Menner spoke about the challenges facing rural communities — economically, demographically, culturally — and noted Perry’s strengths in housing and community facilities. He also emphasized the importance and benefits of broadband internet access in rural communities. He called high-speed internet “an essential public utility” and praised Deb Lucht at Minburn Communications for working to bring fiber optic cable to businesses and eventually to residences in Perry.

“For cities to step in,” Menner said, “and say, ‘We think the internet is so important that we’ll do it ourselves. We’ll lay fiber just like we like lay water and sewer to our residents, because we think it’s that important.’ And cities are actually the most interesting area  where you see broadband investments coming, because they are not able to convince their phone companies and the cable companies to make those investments.”

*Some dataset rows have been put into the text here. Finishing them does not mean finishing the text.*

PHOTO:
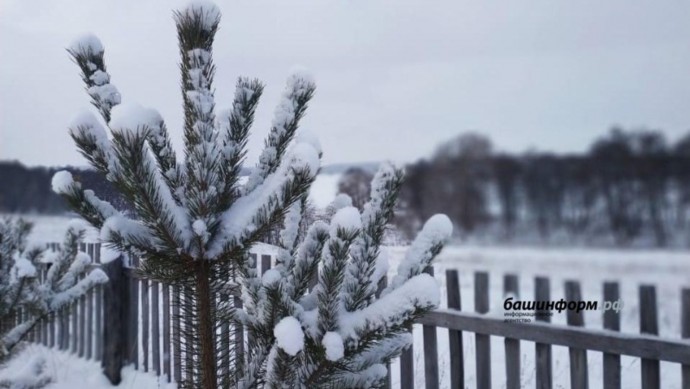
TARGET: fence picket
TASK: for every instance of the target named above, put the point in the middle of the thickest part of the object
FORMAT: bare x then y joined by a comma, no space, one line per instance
649,325
81,330
166,331
511,287
177,349
98,309
612,362
430,350
685,331
578,357
82,316
145,331
89,310
483,342
133,325
542,292
239,339
457,367
155,329
383,282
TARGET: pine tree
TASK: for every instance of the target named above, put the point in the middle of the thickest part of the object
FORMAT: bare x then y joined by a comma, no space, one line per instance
194,222
21,289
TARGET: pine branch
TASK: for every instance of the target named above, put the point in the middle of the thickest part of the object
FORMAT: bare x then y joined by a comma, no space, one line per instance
299,90
360,287
87,53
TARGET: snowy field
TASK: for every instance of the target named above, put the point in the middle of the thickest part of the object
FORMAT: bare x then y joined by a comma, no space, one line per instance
668,270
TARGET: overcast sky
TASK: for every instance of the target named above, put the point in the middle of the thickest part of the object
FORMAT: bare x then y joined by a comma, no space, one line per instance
394,78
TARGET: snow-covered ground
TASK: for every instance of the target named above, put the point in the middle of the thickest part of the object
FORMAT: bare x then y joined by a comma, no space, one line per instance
67,371
668,270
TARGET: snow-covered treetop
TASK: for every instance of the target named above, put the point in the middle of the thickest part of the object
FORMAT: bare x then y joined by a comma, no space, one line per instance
320,316
87,44
205,12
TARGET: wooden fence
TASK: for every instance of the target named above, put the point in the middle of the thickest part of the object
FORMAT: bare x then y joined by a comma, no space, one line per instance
154,331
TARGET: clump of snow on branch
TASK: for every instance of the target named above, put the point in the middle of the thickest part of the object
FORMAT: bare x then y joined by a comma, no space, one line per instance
134,118
333,343
61,182
87,44
208,13
289,335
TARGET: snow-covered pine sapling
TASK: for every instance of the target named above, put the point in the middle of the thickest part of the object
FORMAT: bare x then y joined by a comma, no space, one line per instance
192,221
21,289
343,332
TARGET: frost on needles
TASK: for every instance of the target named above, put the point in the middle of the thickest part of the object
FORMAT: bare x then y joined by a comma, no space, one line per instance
193,223
22,290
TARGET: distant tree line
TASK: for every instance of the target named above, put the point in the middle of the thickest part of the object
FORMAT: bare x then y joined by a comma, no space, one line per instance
27,189
630,188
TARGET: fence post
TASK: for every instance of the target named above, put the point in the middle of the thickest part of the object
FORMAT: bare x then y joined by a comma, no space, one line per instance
649,325
483,342
99,309
133,341
578,357
457,368
155,329
145,363
383,283
511,287
612,321
166,331
177,334
89,309
430,350
82,315
542,292
685,328
115,320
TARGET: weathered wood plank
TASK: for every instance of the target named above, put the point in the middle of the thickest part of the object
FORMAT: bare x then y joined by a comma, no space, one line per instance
482,341
224,351
651,378
82,316
685,332
176,334
542,292
115,321
265,263
166,332
430,350
457,366
145,327
188,328
578,356
612,321
383,283
90,332
407,368
98,349
74,329
511,287
642,346
134,320
239,339
155,329
254,263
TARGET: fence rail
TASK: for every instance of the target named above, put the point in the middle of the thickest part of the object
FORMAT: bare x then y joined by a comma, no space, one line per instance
154,326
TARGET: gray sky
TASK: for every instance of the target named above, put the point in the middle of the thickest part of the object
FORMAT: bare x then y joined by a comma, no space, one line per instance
394,78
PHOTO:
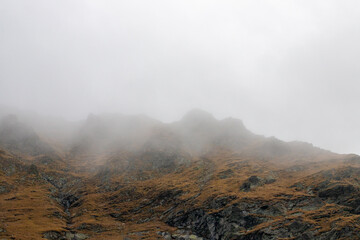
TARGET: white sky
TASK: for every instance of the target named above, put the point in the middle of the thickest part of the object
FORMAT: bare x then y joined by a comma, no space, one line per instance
286,68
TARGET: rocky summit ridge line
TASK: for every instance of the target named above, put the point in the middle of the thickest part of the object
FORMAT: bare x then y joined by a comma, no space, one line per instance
132,177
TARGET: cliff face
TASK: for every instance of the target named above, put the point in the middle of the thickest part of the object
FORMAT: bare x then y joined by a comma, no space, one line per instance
132,177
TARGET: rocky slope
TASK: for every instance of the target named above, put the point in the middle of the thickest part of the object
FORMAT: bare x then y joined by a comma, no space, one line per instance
131,177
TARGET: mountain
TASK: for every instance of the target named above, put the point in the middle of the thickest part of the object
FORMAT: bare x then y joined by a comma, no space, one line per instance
133,177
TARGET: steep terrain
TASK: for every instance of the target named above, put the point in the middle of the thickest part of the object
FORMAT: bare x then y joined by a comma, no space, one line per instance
132,177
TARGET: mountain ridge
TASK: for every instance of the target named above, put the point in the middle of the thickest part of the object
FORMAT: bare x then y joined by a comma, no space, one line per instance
132,177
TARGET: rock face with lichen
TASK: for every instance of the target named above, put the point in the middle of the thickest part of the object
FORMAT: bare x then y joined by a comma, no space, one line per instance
132,177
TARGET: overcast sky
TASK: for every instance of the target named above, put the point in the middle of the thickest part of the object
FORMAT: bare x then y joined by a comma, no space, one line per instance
288,69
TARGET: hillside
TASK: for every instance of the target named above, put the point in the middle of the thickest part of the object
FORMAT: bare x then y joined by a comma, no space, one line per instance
133,177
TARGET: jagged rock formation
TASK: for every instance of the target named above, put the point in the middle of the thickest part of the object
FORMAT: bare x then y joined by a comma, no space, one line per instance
132,177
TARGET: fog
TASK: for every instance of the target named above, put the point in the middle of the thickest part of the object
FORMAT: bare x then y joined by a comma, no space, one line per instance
288,69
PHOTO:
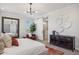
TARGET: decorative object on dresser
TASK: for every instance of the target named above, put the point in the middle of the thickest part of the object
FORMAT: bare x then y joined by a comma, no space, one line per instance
53,51
33,36
67,42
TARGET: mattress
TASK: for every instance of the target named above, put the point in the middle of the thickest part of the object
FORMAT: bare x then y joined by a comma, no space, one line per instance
26,47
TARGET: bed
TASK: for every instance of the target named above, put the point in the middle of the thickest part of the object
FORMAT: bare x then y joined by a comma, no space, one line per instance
26,47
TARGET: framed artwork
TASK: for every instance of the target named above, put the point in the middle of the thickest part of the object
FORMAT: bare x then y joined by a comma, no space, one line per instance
10,25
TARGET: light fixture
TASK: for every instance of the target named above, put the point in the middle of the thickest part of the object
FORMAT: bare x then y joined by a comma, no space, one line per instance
30,10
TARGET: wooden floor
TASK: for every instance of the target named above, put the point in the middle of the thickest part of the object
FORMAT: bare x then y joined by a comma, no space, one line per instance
66,51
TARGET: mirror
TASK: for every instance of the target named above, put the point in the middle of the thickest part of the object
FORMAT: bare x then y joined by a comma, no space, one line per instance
10,25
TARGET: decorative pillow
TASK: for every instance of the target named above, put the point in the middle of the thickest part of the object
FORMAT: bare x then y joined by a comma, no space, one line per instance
7,40
1,46
1,35
15,42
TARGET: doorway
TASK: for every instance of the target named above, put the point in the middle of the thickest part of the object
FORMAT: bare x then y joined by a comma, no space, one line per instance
45,31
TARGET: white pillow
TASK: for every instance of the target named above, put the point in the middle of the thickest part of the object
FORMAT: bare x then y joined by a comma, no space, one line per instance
7,40
1,46
1,35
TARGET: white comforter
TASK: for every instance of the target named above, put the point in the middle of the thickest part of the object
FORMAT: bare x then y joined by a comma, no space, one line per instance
26,47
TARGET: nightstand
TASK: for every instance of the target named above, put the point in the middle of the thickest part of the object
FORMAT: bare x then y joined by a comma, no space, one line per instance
53,51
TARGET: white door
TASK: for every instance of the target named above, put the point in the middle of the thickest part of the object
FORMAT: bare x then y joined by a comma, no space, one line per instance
39,29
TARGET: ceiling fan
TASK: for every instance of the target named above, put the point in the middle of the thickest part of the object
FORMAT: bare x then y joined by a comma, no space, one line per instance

Following Menner’s speech and a tasty hotel dinner of stuffed pork loin, boiled new potatoes and green beans almondine, PEDI President Dr. Tom Berkgren brought the annual meeting to order.

Berkgren capped his president’s report with a presentation of plaques to two longtime members of the Perry Industries Board of Directors, Bill Clark and Rich Jones, in appreciation for their longstanding commitment to the growth of Perry’s economic base.

For more than 40 years, Jones and Clark have been among the “foundational pillars” in projects of commercial and industrial growth in Perry, Berkgren said.

“It’s been fantastic to see all the accomplishments over the years,” Jones said in accepting the honorary award. Clark also praised the many hands, some now sadly gone, whose strength helped build the community through the decades.

Additional reports were delivered by PEDI Vice President Matt McDevitt and Secretary Eddie Diaz, who outlined the group’s recent successes, notably the acquisition of the Hotel Pattee and La Poste as eventual city properties. PEDI board members Mike Van Houweling briefed the attendees on the progress of the capital campaign for the hotel’s purchase and maintenance.

PEDI also had a hand in growth at the Perry Industrial Park, earning certified-site status in 2015 and then facilitating the recent expansion of Percival Scientific and the relocation to the park of TBD Wearables. The list of accomplishments stretches back to the mid-1950s and the original attraction of a nationwide pork processor to Perry.

Before adjourning, two new board members were welcomed to PEDI: David Finneseth of Farm Bureau Insurance and Jeff Huitt of Tri-County Ag. Burkgren rounded out his two-year PEDI presidency and became the new PEDI past-president upon handing the gavel to the new PEDI resident, Matt McDevitt of the Raccoon Valley Bank. Deb Lucht of Minburn Communications will serve as PEDI vice president. Eddie Diaz, director of the DMACC Perry VanKirk Career Center, will continue as PEDI secretary, and Monica Scheib of Osmundson Manufacturing Co. will continue as PEDI treasurer.